Until the match-fixing scandal of the recent past, no
cricketer has lost reputation so fast or so conclusively as Tony Greig,
who secretly helped Kerry Packer set up World Series Cricket in 1977. Yet
although it was inevitable that his participation in WSC should lead to
Greig upping sticks from Sussex to Australia later that year, it was much
regretted both on a personal and national level. Greig, South-African born
but England captain, was not only charming, articulate and handsome, but a
charismatic figure and a notably adaptable allrounder with both bat and
ball. His two most celebrated innings, an attacking 110 on a Brisbane
flyer against Dennis Lillee and Jeff Thomson in 1974-75, and a 430-minute
103 against Bedi, Chandresekhar and Prasanna on a broken pitch at Calcutta
two years later, had almost nothing in common but their author. As a
bowler he took most of his 141 Test wickets with fast-medium outswing,
helped by extra bounce from his 6ft 7ins frame. In an effort to exploit
the presence of five dangerous left-handers in the 1973-74 West Indies
team, however, Greig had enough confidence in himself to experiment with
offspin.
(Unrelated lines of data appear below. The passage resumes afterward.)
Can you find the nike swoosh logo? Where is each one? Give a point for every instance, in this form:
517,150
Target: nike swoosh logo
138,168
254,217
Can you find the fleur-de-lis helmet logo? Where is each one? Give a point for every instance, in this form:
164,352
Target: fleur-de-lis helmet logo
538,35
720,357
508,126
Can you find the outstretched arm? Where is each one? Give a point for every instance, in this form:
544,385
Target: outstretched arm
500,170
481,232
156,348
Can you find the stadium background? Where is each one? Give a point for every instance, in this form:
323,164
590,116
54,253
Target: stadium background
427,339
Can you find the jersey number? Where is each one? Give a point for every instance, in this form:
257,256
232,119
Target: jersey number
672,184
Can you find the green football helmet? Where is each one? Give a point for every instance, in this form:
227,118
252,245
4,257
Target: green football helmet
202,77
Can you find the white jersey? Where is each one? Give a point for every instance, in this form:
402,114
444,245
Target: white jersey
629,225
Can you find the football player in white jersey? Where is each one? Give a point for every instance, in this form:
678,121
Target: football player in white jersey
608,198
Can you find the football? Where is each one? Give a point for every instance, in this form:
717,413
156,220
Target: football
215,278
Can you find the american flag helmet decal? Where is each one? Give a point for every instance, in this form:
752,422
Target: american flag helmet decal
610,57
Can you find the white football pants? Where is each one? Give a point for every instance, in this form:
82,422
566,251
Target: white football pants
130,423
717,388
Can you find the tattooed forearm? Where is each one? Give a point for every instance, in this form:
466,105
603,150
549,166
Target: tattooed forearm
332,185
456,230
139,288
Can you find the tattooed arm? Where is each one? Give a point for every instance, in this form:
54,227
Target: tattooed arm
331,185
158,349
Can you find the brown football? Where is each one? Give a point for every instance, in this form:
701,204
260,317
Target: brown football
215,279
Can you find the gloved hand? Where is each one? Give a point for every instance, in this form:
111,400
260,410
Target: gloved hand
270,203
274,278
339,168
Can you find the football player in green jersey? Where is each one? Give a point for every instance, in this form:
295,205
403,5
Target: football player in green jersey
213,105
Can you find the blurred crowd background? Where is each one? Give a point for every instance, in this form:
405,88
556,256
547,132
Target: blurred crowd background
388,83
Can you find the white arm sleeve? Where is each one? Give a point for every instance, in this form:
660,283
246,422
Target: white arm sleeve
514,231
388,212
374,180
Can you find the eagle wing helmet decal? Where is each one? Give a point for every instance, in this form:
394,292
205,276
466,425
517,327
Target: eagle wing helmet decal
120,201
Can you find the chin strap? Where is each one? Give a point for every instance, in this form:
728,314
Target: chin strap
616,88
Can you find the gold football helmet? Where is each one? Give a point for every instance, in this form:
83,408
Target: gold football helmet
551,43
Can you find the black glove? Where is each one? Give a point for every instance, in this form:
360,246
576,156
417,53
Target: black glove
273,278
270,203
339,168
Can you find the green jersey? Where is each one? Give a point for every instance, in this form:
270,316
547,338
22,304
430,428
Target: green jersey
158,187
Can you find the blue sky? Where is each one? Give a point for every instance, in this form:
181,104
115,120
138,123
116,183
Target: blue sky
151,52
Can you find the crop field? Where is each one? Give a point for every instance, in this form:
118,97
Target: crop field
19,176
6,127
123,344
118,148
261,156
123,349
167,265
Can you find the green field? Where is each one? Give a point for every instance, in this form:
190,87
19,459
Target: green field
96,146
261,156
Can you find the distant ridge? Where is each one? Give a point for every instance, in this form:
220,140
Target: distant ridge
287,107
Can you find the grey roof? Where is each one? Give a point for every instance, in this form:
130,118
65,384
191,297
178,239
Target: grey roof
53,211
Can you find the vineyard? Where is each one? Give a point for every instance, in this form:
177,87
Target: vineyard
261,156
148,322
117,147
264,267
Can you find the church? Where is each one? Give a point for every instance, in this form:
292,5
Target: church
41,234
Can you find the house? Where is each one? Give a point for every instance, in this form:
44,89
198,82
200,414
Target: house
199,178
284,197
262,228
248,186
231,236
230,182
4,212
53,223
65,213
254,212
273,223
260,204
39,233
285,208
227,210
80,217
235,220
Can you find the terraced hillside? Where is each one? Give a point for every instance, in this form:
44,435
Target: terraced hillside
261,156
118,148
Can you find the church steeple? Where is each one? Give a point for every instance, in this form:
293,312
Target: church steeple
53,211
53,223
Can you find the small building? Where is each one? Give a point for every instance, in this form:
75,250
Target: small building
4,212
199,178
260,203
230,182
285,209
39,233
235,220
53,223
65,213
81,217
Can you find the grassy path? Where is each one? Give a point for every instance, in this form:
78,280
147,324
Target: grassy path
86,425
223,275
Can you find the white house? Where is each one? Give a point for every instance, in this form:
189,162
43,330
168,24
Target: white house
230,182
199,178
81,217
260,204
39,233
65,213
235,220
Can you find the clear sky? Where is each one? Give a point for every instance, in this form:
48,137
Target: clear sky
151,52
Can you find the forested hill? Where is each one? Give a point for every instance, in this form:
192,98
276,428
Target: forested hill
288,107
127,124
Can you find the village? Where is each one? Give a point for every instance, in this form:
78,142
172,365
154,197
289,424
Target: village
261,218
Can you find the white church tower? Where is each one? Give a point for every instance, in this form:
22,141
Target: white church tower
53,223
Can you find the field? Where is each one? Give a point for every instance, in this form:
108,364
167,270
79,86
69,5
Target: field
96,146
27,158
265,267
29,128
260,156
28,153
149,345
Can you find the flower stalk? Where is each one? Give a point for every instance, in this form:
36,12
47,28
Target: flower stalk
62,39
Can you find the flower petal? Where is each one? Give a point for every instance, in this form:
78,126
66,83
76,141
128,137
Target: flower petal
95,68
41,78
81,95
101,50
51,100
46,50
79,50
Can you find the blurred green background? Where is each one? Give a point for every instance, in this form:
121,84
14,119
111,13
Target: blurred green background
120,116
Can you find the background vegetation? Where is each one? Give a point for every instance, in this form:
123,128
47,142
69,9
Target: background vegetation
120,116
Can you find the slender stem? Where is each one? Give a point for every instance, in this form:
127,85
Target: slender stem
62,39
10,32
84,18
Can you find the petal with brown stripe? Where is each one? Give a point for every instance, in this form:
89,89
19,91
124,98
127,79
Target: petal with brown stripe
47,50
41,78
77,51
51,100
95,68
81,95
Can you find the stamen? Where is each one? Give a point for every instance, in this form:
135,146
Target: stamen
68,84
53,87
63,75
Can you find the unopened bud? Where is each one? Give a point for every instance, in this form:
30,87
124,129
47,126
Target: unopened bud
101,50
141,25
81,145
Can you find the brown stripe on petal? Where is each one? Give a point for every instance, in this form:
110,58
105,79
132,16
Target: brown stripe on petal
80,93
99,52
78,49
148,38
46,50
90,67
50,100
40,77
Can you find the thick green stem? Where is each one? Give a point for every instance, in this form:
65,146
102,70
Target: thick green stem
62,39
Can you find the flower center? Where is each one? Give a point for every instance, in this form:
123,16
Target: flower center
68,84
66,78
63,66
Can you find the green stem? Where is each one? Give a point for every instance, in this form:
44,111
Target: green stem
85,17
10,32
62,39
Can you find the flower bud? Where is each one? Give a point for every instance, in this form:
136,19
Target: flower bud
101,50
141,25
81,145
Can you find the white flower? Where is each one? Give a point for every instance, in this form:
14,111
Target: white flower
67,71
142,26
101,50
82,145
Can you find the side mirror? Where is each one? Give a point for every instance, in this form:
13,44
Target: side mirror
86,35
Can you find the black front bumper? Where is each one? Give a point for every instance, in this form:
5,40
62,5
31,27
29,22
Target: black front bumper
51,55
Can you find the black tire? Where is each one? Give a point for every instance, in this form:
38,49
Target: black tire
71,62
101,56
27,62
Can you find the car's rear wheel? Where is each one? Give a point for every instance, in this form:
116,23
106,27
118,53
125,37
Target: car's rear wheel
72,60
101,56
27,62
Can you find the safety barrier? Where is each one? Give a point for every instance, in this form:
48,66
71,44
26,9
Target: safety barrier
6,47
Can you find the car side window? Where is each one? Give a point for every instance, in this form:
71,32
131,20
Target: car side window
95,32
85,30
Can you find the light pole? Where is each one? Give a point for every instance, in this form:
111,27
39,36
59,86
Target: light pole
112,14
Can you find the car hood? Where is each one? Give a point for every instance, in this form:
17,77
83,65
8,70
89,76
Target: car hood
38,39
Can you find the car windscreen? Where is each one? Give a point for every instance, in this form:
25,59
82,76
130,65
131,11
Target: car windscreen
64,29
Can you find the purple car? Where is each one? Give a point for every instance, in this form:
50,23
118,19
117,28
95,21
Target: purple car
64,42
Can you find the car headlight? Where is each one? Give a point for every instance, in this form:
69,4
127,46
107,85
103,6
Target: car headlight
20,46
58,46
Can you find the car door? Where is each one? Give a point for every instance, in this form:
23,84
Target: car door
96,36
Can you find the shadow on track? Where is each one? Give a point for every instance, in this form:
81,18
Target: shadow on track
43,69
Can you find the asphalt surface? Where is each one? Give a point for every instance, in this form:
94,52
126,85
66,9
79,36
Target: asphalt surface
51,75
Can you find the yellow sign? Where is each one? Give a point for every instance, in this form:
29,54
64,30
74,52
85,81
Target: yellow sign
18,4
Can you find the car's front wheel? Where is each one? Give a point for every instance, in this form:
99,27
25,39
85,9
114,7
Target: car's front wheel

He got the feel of it at Bridgetown, where he took 6 for 164 in a
total of 596 for 8 (Lawrence Rowe 302). Even more improbably, at
Port-of-Spain a fortnight later, while Derek Underwood and Pat Pocock were
sharing 4 for 222, Greig grabbed 8 for 86 and 5 for 70 to bowl England to
a 26-run victory to square the series. At second slip, where he took most
of his 87 Test catches, there was nothing to choose between Greig and
Botham, his successor as England's allrounder.